Fighting an Army of Straw Men

Any discussion of gun use in America quickly turns into an ideological debate about gun rights versus gun violence. Those who fear the damage gun violence can do want more gun control laws, while those who fear losing their guns cite everything from video games to mental illness as the cause for violence in this country.

We are moving away from a frank analysis of gun use and moving towards a discussion of absolutely anything besides guns themselves.

The way we speak about guns has even changed in the past three decades. Since 2008, the term “Second Amendment” has been used more frequently in the news media than the phrase “gun control.” (NewsLibrary.com)

Gun rights activists have a much easier time securing sympathy for their position when they can frame the debate in terms of Constitutional rights, rather than the effects of gun violence.

One of the most common points of deflection in the conversation about gun violence is that we need to keep guns out of reach from people with mental illness.

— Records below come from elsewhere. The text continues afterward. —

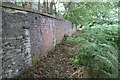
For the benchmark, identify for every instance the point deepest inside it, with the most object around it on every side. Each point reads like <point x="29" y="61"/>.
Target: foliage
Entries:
<point x="84" y="13"/>
<point x="99" y="50"/>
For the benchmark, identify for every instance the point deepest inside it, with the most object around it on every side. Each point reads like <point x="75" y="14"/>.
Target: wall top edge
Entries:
<point x="12" y="6"/>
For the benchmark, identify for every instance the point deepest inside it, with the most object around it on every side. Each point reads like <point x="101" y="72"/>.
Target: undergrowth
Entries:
<point x="98" y="51"/>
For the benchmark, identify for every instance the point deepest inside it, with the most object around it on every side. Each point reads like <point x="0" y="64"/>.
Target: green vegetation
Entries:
<point x="98" y="51"/>
<point x="99" y="41"/>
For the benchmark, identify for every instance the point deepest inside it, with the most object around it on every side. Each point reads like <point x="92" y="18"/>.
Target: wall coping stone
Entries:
<point x="12" y="6"/>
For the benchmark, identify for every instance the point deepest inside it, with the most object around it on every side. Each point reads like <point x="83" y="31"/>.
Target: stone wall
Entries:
<point x="26" y="35"/>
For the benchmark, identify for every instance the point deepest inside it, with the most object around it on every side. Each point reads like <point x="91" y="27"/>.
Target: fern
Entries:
<point x="98" y="51"/>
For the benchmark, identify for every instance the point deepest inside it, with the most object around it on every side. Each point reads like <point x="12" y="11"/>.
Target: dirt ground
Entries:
<point x="56" y="64"/>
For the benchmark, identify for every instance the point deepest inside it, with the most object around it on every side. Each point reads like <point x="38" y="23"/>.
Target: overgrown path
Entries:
<point x="56" y="64"/>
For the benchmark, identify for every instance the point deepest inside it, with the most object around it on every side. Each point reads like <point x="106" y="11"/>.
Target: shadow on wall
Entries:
<point x="27" y="35"/>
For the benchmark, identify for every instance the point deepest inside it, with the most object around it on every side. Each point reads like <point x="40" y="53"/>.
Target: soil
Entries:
<point x="56" y="64"/>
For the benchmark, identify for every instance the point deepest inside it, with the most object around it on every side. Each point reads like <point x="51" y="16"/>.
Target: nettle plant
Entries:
<point x="99" y="50"/>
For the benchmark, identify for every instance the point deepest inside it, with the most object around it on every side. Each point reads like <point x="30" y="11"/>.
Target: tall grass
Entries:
<point x="99" y="50"/>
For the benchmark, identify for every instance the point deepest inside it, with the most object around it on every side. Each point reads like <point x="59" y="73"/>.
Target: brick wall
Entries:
<point x="26" y="35"/>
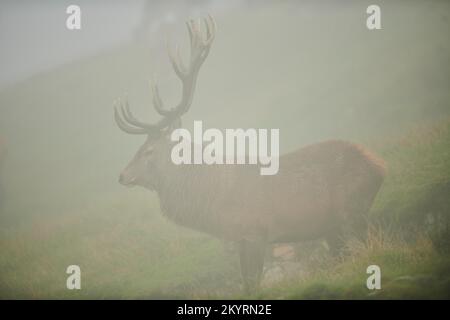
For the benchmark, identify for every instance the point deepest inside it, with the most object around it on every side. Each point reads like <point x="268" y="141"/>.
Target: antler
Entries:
<point x="200" y="47"/>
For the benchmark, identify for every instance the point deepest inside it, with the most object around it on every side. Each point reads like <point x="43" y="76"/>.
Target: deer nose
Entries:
<point x="123" y="180"/>
<point x="127" y="180"/>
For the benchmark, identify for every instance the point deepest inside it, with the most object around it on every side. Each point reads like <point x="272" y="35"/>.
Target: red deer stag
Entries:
<point x="319" y="191"/>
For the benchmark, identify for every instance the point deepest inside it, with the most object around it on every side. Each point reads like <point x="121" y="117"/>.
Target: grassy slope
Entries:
<point x="419" y="169"/>
<point x="64" y="206"/>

In fact, people with mental illness commit only 4% of violence within the U.S. (American Journal of Psychiatry)

Mental illness is not the true culprit here, much less the people who live with it daily. According to the National Institute of Mental Health’s Epidemiologic Catchment Area study, which used 18,000 subjects, even people with severe mental illnesses were not particularly prone to violence.

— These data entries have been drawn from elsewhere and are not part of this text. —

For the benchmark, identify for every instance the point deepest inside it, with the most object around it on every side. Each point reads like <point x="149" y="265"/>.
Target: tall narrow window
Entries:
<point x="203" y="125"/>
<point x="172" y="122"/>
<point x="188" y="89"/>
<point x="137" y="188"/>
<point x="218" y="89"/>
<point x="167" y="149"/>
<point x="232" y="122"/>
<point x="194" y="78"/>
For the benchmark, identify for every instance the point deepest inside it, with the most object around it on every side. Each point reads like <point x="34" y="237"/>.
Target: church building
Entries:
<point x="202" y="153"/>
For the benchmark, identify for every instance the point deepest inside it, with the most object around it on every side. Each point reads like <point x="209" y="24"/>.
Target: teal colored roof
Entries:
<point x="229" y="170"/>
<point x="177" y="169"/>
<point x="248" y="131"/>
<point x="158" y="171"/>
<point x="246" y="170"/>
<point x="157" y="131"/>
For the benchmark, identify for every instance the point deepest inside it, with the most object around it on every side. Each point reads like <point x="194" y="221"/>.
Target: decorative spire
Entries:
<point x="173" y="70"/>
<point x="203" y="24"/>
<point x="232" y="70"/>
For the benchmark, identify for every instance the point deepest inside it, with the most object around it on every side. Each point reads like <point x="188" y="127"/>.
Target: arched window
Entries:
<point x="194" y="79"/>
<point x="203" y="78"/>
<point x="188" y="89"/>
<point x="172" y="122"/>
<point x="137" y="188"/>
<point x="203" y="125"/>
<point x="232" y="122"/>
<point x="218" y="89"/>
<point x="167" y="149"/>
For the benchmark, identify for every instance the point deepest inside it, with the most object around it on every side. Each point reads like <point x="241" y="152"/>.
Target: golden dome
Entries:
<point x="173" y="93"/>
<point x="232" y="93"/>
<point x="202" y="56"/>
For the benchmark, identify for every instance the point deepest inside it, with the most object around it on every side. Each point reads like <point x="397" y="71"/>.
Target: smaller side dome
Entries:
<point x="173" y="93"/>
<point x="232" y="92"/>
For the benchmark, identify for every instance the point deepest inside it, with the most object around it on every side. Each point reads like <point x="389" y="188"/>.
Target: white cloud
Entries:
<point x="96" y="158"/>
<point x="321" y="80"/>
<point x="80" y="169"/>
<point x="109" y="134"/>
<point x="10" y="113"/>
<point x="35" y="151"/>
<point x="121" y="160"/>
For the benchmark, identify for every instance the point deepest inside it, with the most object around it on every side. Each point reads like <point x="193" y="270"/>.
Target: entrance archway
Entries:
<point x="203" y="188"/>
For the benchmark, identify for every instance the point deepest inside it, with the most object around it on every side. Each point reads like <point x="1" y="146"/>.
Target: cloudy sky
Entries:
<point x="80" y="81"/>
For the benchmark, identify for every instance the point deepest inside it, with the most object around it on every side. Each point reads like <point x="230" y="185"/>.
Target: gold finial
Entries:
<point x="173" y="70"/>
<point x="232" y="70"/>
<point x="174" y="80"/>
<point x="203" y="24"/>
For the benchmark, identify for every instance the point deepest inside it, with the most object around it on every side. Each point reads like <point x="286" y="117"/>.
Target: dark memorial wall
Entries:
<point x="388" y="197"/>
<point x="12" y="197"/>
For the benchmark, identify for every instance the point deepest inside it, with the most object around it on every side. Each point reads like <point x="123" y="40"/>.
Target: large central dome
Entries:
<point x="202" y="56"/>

People with mental illness are about twice as likely to commit violence in their lifetimes than the general population. In contrast, the study found that those with substance abuse problems were seven times as likely to commit violence compared to the general public.

Even so, professional psychiatrists admit that it is virtually impossible to predict which people will be violent, based on their mental health profile alone. Jeffrey Swanson is an expert in violence epidemiology and a psychiatry professor at Duke University. He explains, “Psychiatrists, using clinical judgment, are not much better than chance at predicting which individuals patients will do something violent and which will not.” (NYTimes)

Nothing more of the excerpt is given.